White House Press Secretary Jen Psaki matter-of-factly rebuffed an anti-abortion reporter who repeatedly grilled her as to how President Joe Biden, as a Catholic, could support a woman’s right to choose.

The question was likely in reference to the president’s repeated public condemnation of Texas’ radical abortion law.

The journalist involved was Owen Jensen, the White House correspondent for EWNT — The Eternal Word Television Network — a Catholic basic cable network in the United States. “Why does the president support abortion when his own Catholic faith teaches abortion is morally wrong?” Jensen inquired.

“He believes that it’s a woman’s right, it’s her body, and it’s her choice,” Psaki said in reply.

Jensen, seemingly dissatisfied with this explanation, followed up: “Why does the president…who does he believe should look out for the unborn child?”

“He believes that it’s up to a woman to make those decisions,” Psaki reiterated. “And up to a woman to make those decisions with her doctor.”

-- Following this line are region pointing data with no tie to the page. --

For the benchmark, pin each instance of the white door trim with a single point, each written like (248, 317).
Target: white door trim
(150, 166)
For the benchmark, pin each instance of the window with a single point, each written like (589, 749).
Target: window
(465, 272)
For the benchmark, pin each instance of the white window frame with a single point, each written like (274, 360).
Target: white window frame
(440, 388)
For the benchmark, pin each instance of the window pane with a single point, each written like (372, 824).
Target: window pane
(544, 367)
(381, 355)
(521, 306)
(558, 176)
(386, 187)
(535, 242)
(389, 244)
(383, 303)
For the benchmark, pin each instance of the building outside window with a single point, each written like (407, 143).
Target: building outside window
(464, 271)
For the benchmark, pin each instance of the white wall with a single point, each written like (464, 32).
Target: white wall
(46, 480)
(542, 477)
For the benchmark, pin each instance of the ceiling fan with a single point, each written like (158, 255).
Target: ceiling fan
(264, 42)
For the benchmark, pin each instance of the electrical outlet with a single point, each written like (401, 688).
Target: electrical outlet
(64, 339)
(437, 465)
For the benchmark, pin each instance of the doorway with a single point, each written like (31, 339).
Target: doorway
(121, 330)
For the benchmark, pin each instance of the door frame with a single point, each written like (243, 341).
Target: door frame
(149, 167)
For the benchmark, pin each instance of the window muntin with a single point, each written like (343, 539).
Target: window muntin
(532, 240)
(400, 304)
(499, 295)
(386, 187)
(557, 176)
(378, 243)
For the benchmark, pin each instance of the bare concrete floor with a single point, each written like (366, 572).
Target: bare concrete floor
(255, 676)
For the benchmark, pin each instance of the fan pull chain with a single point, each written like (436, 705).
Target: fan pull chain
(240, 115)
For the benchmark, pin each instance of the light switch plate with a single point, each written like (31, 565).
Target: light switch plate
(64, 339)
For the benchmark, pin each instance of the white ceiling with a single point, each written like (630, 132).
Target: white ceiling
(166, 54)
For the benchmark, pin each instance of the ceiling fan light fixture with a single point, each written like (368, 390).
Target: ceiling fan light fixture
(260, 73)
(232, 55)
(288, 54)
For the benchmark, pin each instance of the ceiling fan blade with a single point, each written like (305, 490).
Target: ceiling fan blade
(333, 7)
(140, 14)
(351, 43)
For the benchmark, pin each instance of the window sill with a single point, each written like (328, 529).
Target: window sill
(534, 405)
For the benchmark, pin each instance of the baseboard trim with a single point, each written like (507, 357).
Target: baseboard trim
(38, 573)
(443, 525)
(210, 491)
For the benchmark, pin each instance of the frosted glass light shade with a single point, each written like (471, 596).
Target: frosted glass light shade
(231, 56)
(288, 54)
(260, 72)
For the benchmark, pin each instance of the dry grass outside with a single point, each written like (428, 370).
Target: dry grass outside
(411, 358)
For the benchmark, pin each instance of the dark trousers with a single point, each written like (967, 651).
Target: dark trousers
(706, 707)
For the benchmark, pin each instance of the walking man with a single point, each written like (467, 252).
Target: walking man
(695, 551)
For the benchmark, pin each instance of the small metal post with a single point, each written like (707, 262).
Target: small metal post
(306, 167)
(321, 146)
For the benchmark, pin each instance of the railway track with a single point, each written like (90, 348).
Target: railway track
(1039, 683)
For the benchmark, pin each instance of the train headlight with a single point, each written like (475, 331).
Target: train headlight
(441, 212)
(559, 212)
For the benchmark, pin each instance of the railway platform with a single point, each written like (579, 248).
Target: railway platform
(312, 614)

“I know you’ve never faced those choices, nor have you ever been pregnant, but for women out there who have faced those choices? This is an incredibly difficult thing,” Psaki added. “The president believes that right should be respected.”

Jensen attempted to follow up again, but Psaki accepted another query. “Go ahead, I think we gotta move on,” she told another reporter, asserting that Jensen had “plenty of time today.” (Not to mention that the majority of Catholics in the United States believe abortion should be legal.)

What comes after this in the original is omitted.